After a four-plus month hiatus, NBA basketball is ready to retake the stage. The restart, and the unprecedented circumstances surrounding it, have produced no shortage of intrigue and last week the Philadelphia 76ers added one more storyline to the pile when they announced that star Ben Simmons would move from the point guard position to power forward in the team’s starting lineup.
The Sixers possessed a fair amount of intrigue even before the announcement. Their revamped roster (goodbye Jimmy Butler, hello Josh Richardson and Al Horford) wildly underperformed expectations, holding the Eastern Conference’s sixth seed at the time of the shutdown. Questions about whether the team could find the form that was expected of them and become a dark horse contender for the NBA title were plentiful. Now, we’ve added a position change for one of the league’s brightest and most polarizing stars into the mix.
During the team’s three scrimmage games, we got our first glimpse at what Simmons as a power forward would look like. The results were interesting, to say the least.
Before digging in, it’s worth noting that the change isn’t quite as drastic as it sounds. There will still be ample opportunities for Simmons to handle the ball as a primary initiator both as a power forward (in transition) and as a traditional point guard when the Sixers begin to get into their rotations. Still, there will certainly be changes with the new-look starting five. Here’s what we’ve learned so far in our brief observations of the experiment.
The most noticeable iteration of the new-look Sixers involved Simmons operating at the elbow, a placement that we saw produce several wrinkles. In one, we saw Simmons receive the ball at the elbow while Joel Embiid set a screen for Tobias Harris on the weak side. Harris dribbled into a pull-up jumper. In another, and perhaps this is the most interesting and dangerous wrinkle, we saw Simmons get the ball on the elbow and simply turn and break down his defender. Here is where Simmons’ most lethal attributes…speed, size, and playmaking ability…can be best exploited. Simmons is just a dribble away from the rim and the defense must be aware. From this position, Simmons can explode to the basket for a score or punish a rotating defense either with a kick-out to a shooter or a dump-off to a teammate at the rim. This scenario also opens the opportunity for continued ball movement, sending the defense scrambling and opening the door to a myriad of good looks.

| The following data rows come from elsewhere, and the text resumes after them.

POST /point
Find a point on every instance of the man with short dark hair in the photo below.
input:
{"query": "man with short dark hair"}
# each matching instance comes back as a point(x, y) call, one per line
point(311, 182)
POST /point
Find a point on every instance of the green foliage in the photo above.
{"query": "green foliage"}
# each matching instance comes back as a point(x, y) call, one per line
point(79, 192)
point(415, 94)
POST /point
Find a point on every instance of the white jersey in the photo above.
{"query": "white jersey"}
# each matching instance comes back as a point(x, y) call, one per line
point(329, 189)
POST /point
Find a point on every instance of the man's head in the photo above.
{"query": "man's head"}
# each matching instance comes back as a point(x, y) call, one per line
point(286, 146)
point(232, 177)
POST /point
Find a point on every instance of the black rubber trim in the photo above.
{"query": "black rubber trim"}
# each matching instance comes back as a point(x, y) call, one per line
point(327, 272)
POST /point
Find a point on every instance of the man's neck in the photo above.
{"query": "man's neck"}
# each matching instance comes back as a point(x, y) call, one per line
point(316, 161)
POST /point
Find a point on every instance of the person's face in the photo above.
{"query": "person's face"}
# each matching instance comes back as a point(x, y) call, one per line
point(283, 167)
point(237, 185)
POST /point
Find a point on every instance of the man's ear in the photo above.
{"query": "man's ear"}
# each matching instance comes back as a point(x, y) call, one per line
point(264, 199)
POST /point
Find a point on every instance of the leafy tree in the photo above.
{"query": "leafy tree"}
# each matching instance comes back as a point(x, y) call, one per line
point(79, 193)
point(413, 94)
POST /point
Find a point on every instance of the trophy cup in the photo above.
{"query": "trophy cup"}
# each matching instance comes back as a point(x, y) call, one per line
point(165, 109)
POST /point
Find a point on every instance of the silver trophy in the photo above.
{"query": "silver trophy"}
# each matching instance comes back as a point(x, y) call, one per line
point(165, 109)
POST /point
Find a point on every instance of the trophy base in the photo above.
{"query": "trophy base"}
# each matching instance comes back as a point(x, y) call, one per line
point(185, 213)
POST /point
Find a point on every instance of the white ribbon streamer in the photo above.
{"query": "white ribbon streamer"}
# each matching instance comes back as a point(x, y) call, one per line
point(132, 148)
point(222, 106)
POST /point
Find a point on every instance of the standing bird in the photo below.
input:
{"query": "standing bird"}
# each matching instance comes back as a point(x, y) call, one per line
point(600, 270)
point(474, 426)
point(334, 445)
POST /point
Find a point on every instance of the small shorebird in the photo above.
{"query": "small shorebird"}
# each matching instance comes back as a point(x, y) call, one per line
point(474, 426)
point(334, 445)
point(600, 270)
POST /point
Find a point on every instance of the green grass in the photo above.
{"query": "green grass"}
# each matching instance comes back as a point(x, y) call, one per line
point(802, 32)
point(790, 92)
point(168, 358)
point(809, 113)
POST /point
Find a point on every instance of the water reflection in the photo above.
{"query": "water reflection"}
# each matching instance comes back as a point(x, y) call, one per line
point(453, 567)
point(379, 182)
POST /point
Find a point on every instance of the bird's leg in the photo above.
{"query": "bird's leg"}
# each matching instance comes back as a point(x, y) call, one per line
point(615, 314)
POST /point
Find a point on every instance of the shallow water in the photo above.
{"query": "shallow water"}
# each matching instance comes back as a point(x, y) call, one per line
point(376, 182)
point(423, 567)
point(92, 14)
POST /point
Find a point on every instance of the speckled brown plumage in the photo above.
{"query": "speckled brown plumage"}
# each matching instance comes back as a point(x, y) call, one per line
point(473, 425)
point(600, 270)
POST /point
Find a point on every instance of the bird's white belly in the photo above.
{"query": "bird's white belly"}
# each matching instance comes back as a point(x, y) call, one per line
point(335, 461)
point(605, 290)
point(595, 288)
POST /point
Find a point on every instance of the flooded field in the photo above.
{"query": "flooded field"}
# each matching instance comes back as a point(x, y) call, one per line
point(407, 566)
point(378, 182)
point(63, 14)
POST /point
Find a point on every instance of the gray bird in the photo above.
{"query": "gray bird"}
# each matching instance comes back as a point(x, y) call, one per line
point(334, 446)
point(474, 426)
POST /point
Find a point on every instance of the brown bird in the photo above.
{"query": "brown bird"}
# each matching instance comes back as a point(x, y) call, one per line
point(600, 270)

One other wrinkle we saw is a two-man game with Simmons and his replacement at the point guard spot, Shake Milton. After passing to Simmons, Milton cuts across Simmons’ face. If Milton’s defender goes underneath of Simmons, he simply passes it back to Milton for a wide-open 3. If he goes over, Milton can cut hard to the basket. Or Simmons can turn and face the basket and the Sixers can get into one of their other options.
Simmons working from the elbow was the most obvious, and versatile, difference to surface so far, but it wasn’t the only thing he did in his new role. We also saw Simmons doing some screening and running some decoy actions on the weak side, which is presumably something the team could expand on as it gets used to the change.
In previous iterations of the Sixers experimenting with Simmons off the ball, Philadelphia would typically have him lurking in the dunker’s spot, along the baseline just outside the paint. And here we have another big change. During the team’s three scrimmages, we saw more of Simmons settling in the corner. Much maligned for his unwillingness to shoot the ball from outside of 10 feet, Simmons launched two 3-pointers in the Sixers’ first scrimmage, hitting the second. That points as much to a change in Simmons’ mindset as it does to anything specific about the position change. But if he continues to show that willingness to shoot the impact on the team’s experiment, and really its overall prospects for success, is immense.
It’s impossible to draw definite conclusions from three scrimmage games after a four-month layoff, but the early returns for the Sixers are beyond encouraging. Early in the season, it became clear that the roster construction was a bit clunky, particularly on the offensive end. The Sixers would often get bogged down in the halfcourt and the spacing was mostly terrible. The change to the starting lineup could prove to be just what the team needed to open things up offensively and to allow it to play to the strengths of each individual piece more productively.
Questions remain for Simmons and the Sixers, but if you’re a betting person there’s quite an opportunity here. As the Sixers failed to gel and find any sort of consistency during the season, they went from a title favorite to an afterthought. That remains the case as the league prepares to get back on the court, creating some value for anyone willing to take a risk on the Sixers and their experiment at https://www.onlinecasinosnoop.com/guides/best-online-sportsbooks-offshore-betting-websites.html.
One thing’s for sure, the Sixers will be worth watching in Orlando. They’ve committed to making a bold move in an effort to salvage a season that started with the highest of hopes and to unlock the full potential of one of the league’s most talented young stars. The results of their experiment could have profound impacts not only on the outcome of the current season, but on the team’s future as it tries to maximize the championship window of one of the league’s best young duos in Simmons and Embiid. As the Sixers try to put the pieces together, is this the move that unlocks the puzzle?
Josh Naso aka The Silver Fox has a love for all things sports that borders on disorder. Here, he aims to share his thoughts on and passion for those sports with you.